Beyond team make up, Fury had strategies to stymie the best offenses in the division and looked dominant in their nationals bracket run, taking down 6ixers, Molly Brown and Scandal on their way to the title. They had a game plan for everything their opponents could throw at them and executed on it with ease. That level of preparation can only be the result of hours of research, strategizing, and meticulous planning.
Fury’s coaches’ brilliance shone through this year in their ability to bring new talent into the fold and win a championship in an increasingly competitive field. Title number 13 is a testament to their unwavering commitment to building the best possible version of Fury, time and time again.
– Felicia Zheng
First Runner-up
Jordan Meron, Matthew Caldwell, Alyssa Mason (Toronto 6ixers)
Managing a club season is never an easy task, and it’s especially tricky every year for Canadian clubs who have to navigate more travel hurdles and competition commitments than their American peers. Those built-in difficulties mount even more in a Worlds year like 2024, where, due to the national team’s schedule, 6ixers did not even field a team at either the US Open or Pro Champs, the tournaments most likely to give them Nationals-like competitive reps as a unit.
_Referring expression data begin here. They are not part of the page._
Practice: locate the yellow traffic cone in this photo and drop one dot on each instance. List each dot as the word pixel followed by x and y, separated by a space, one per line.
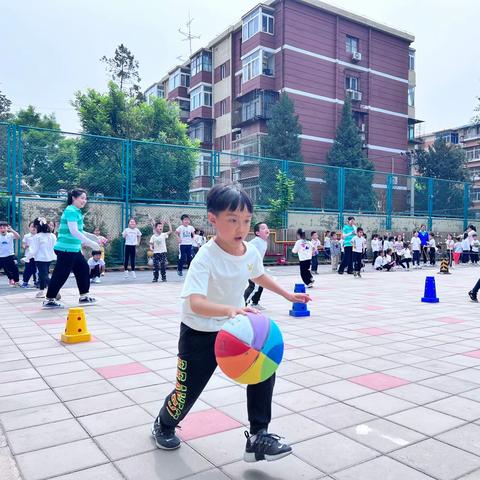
pixel 76 330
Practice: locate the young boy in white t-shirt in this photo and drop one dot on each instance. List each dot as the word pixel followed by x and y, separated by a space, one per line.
pixel 185 233
pixel 159 248
pixel 7 253
pixel 359 245
pixel 97 266
pixel 212 293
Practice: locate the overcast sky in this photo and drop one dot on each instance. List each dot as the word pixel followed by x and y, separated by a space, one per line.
pixel 51 48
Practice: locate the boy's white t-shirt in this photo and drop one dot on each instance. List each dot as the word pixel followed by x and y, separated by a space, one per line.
pixel 416 243
pixel 186 234
pixel 6 245
pixel 358 244
pixel 304 248
pixel 92 263
pixel 159 242
pixel 221 278
pixel 131 235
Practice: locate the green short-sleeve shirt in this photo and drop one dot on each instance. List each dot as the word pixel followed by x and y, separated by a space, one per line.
pixel 66 241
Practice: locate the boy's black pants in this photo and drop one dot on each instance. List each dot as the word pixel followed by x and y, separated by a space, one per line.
pixel 196 364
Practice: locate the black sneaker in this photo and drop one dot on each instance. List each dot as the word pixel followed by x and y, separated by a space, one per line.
pixel 164 439
pixel 51 303
pixel 87 300
pixel 266 446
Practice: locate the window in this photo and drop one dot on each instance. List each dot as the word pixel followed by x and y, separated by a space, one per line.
pixel 223 107
pixel 223 71
pixel 251 24
pixel 351 83
pixel 177 79
pixel 351 44
pixel 411 96
pixel 251 65
pixel 201 97
pixel 201 62
pixel 411 59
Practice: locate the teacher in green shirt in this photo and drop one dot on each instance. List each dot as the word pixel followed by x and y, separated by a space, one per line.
pixel 349 231
pixel 68 249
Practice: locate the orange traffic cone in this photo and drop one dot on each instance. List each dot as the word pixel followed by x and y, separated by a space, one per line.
pixel 76 330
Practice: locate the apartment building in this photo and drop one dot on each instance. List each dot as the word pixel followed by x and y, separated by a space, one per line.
pixel 466 137
pixel 317 53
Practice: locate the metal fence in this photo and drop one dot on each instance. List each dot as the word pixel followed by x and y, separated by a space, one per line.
pixel 123 176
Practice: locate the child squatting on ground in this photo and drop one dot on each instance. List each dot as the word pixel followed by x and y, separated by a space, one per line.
pixel 212 293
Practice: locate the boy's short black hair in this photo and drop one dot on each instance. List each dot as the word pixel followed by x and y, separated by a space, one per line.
pixel 228 196
pixel 256 227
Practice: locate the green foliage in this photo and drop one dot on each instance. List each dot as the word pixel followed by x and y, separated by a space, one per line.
pixel 285 196
pixel 123 69
pixel 347 152
pixel 158 171
pixel 442 161
pixel 5 104
pixel 283 142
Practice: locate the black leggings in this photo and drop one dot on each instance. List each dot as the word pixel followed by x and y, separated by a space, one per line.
pixel 69 262
pixel 305 272
pixel 196 364
pixel 255 298
pixel 43 270
pixel 130 251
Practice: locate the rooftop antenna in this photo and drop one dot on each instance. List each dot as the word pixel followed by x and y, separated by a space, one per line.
pixel 188 35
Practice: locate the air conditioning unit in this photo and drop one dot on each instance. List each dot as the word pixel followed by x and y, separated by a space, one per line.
pixel 355 95
pixel 356 56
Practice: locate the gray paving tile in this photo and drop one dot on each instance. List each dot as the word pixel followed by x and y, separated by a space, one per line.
pixel 61 459
pixel 281 470
pixel 165 465
pixel 380 404
pixel 102 472
pixel 458 407
pixel 338 416
pixel 426 421
pixel 29 417
pixel 114 420
pixel 46 435
pixel 466 437
pixel 430 456
pixel 382 435
pixel 382 468
pixel 128 442
pixel 99 403
pixel 333 452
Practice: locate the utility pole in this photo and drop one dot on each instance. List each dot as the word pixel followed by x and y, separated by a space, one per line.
pixel 188 35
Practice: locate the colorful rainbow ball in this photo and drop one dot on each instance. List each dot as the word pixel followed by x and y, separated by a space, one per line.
pixel 249 348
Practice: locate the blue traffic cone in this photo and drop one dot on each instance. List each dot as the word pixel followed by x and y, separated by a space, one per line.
pixel 299 309
pixel 430 295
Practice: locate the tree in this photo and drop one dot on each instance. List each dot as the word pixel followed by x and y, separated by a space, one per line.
pixel 442 161
pixel 285 196
pixel 5 104
pixel 347 152
pixel 157 171
pixel 282 142
pixel 123 68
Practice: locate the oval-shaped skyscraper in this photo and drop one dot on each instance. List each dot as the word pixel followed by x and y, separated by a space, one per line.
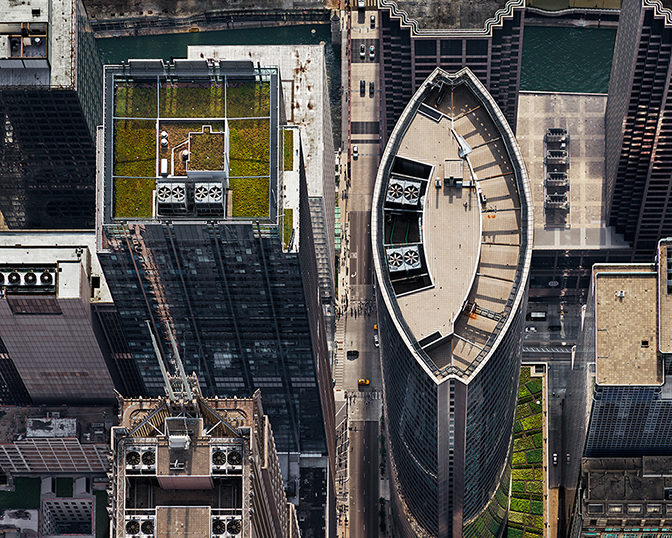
pixel 452 243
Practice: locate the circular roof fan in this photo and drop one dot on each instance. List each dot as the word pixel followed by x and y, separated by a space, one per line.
pixel 234 458
pixel 411 257
pixel 233 526
pixel 178 193
pixel 201 193
pixel 411 193
pixel 395 190
pixel 218 526
pixel 219 457
pixel 132 458
pixel 163 193
pixel 395 259
pixel 216 193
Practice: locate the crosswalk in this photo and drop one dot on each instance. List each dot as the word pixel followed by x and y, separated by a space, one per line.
pixel 339 366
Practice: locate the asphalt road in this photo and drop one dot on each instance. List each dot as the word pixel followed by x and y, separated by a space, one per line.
pixel 364 466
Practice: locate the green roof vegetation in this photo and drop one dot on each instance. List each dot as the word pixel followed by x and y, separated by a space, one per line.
pixel 192 100
pixel 249 148
pixel 250 197
pixel 135 148
pixel 526 519
pixel 135 100
pixel 248 99
pixel 133 197
pixel 206 151
pixel 26 495
pixel 289 149
pixel 288 226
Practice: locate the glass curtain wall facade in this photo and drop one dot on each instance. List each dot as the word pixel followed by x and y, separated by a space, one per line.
pixel 639 127
pixel 450 345
pixel 48 125
pixel 493 53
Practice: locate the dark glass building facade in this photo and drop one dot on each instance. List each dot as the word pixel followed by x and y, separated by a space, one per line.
pixel 410 52
pixel 639 127
pixel 50 106
pixel 199 241
pixel 453 272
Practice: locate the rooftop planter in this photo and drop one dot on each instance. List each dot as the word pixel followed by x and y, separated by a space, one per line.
pixel 248 99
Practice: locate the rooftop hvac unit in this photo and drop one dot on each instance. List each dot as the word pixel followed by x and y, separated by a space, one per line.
pixel 226 459
pixel 403 192
pixel 226 527
pixel 139 526
pixel 403 258
pixel 141 458
pixel 28 279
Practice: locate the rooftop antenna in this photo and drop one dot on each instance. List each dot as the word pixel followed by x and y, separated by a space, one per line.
pixel 180 366
pixel 169 389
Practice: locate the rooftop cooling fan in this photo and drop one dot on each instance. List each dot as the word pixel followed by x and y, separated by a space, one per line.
pixel 178 193
pixel 395 259
pixel 234 458
pixel 201 193
pixel 163 193
pixel 148 458
pixel 219 457
pixel 133 458
pixel 411 193
pixel 233 526
pixel 218 526
pixel 395 190
pixel 216 193
pixel 411 257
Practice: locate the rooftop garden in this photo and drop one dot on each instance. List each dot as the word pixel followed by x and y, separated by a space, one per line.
pixel 526 511
pixel 288 149
pixel 206 150
pixel 135 100
pixel 198 99
pixel 248 99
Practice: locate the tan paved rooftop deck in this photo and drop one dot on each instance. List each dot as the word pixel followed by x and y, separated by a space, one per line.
pixel 472 249
pixel 626 326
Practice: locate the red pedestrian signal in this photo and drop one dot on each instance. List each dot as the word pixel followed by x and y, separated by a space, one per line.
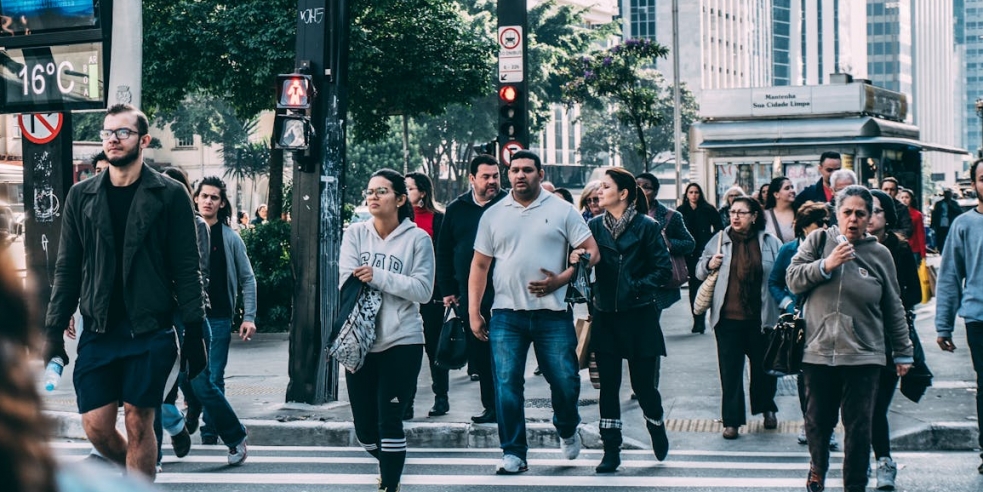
pixel 294 91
Nonetheless, they put their best foot forward at Nationals, pushing both Molly Brown and Brute Squad to the brink in pool play, fending off a feisty Schwa side to reach quarters, and putting away Phoenix to qualify for Pro Flight. Game planning for their stars and role players alike was effective, and their motivation stayed sharp throughout.
– Edward Stephens
Second Runner-up
Ty Aderhold, Kath Ratcliff (Washington DC Scandal)
It takes a special kind of grit to make the final in recurring years, especially in a division that is seeing more and more talent at the top of the game. Scandal, however, got the formula right. Even though there are a lot of factors that go into propelling a team to continued success it starts at the top. The Scandal coaching staff of Ty Aderhold and Kath Ratcliff understood their squad and played to their strengths while minimizing the few weaknesses they had. Scandal’s high powered offense is as much a product of the team’s strategy as it was their talent. Coaching can be a bit of black box, but Aderhold and Ratcliff have made it clear that their leadership is a major part of the Scandal program.